Global High-Net-Worth Individual (HNWI) wealth has increased over the last decade. The rate is expected to grow at an average annual rate of 7.7%. This will be accompanied by rising operational costs as a result of stringent regulation and maintenance of technology infrastructure. As a consequence of this growth, there has been an emergence of new avenues and trends in wealth technology. Most firms aim at increasing their top lines. Almost every wealth and asset management firm is struggling to achieve excellence in areas of client experience as well as regular management of transformational change.

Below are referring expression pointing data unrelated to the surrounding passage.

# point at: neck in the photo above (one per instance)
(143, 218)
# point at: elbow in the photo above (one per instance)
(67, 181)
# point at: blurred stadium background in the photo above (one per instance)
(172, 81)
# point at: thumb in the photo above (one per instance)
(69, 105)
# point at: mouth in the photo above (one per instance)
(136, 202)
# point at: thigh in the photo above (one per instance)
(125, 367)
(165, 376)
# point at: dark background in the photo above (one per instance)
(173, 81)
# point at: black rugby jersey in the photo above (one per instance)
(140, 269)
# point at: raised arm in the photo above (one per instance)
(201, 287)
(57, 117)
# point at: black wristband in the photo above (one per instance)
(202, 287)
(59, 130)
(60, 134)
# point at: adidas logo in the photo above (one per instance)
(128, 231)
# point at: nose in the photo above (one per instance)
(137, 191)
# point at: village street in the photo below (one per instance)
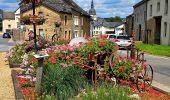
(5, 44)
(161, 67)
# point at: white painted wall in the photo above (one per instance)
(17, 17)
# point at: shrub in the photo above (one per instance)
(62, 81)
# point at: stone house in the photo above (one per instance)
(129, 25)
(75, 22)
(158, 21)
(1, 13)
(140, 17)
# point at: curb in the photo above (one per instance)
(18, 94)
(160, 87)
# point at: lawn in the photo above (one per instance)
(154, 49)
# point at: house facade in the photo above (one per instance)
(140, 17)
(17, 18)
(158, 21)
(74, 21)
(8, 22)
(1, 18)
(103, 27)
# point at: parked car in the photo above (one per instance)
(6, 35)
(121, 40)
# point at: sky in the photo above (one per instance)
(104, 8)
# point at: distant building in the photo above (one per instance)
(140, 17)
(129, 24)
(158, 21)
(72, 19)
(1, 18)
(8, 22)
(17, 18)
(103, 27)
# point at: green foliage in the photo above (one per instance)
(161, 50)
(62, 82)
(105, 92)
(114, 19)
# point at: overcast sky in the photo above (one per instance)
(104, 8)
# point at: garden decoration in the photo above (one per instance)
(131, 69)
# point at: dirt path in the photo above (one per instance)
(6, 84)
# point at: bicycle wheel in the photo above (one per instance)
(148, 75)
(54, 37)
(144, 81)
(111, 59)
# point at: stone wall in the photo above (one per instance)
(66, 30)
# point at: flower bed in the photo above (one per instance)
(63, 77)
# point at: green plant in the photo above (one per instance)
(62, 81)
(104, 92)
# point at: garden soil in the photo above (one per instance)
(6, 84)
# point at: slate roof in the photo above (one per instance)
(102, 22)
(66, 6)
(8, 15)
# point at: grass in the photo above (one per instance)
(154, 49)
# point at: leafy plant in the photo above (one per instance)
(104, 92)
(62, 81)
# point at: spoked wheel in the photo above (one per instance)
(144, 78)
(55, 37)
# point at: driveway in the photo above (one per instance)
(5, 44)
(161, 67)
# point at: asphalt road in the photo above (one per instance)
(5, 44)
(161, 67)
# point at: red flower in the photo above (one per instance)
(53, 60)
(103, 36)
(132, 65)
(45, 63)
(102, 43)
(122, 68)
(144, 65)
(34, 60)
(89, 43)
(113, 65)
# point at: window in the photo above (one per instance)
(9, 26)
(165, 29)
(158, 7)
(65, 20)
(76, 20)
(81, 20)
(166, 7)
(150, 10)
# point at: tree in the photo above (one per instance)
(114, 19)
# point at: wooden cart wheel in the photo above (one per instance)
(144, 81)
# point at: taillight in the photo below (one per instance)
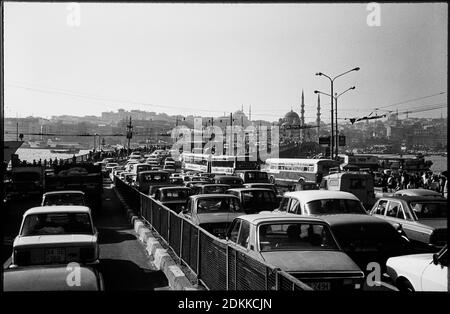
(87, 254)
(22, 257)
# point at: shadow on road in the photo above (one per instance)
(126, 275)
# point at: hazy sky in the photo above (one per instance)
(209, 59)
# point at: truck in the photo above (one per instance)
(85, 177)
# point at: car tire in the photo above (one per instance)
(404, 285)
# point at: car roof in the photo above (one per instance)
(153, 171)
(410, 198)
(58, 209)
(63, 192)
(48, 277)
(267, 216)
(215, 195)
(174, 188)
(313, 195)
(250, 189)
(418, 192)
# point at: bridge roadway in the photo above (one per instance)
(123, 260)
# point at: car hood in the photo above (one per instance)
(437, 223)
(217, 217)
(44, 240)
(311, 261)
(413, 264)
(352, 219)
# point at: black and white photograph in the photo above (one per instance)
(179, 147)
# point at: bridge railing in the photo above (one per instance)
(216, 264)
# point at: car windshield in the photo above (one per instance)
(429, 209)
(334, 206)
(26, 176)
(230, 180)
(152, 177)
(295, 236)
(57, 224)
(63, 199)
(218, 204)
(262, 200)
(214, 189)
(173, 194)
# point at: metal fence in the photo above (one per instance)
(216, 264)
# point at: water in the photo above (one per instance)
(30, 154)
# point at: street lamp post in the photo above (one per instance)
(332, 117)
(336, 132)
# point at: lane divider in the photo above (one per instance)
(158, 256)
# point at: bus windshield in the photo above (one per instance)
(335, 206)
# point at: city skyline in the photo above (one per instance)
(207, 59)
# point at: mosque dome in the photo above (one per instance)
(291, 118)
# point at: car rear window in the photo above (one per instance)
(214, 205)
(63, 199)
(263, 200)
(57, 224)
(335, 206)
(295, 236)
(429, 209)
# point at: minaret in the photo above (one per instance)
(318, 115)
(302, 118)
(302, 111)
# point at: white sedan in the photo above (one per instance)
(420, 272)
(56, 235)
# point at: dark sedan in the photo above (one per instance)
(174, 197)
(255, 200)
(423, 219)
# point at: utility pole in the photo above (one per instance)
(129, 134)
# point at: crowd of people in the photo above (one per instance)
(392, 182)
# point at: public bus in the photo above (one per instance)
(221, 164)
(288, 171)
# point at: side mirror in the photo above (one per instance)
(435, 259)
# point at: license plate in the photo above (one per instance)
(57, 255)
(320, 285)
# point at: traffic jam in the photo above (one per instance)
(327, 225)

What Is the Future of Wealth Technology?

The use of predictive analytics has been applied to get additional insights into client behaviour and improve firms delivery to their added products and services. It involves extracting information from existing data to determine and show future trends. Models are, therefore, generated to predict future events and behaviours in wealth technology. According to the recent research by Aberdeen Group’s Predictive Analytics in Financial Services, the analysis found that asset management firms with predictive analytics achieved an average 11% increase in the number of customers in the past twelve months. Advisers can apply the use of predictive technology to anticipate the client’s needs and then offer additional products and services.

The Adoption of Cloud Computing Platforms in Wealth Technology

Cloud computing has also become a significant trend in wealth technology. There have been increased compliance requirements which include the Dodd-Frank Act, sectors in Financial Instruments Directive (MiFID), and the Sarbanes-Oxley Act (SOX), asset management. The conditions make companies gear towards cloud computing to lower the upfront capital expenditure and enhance sustainable growth.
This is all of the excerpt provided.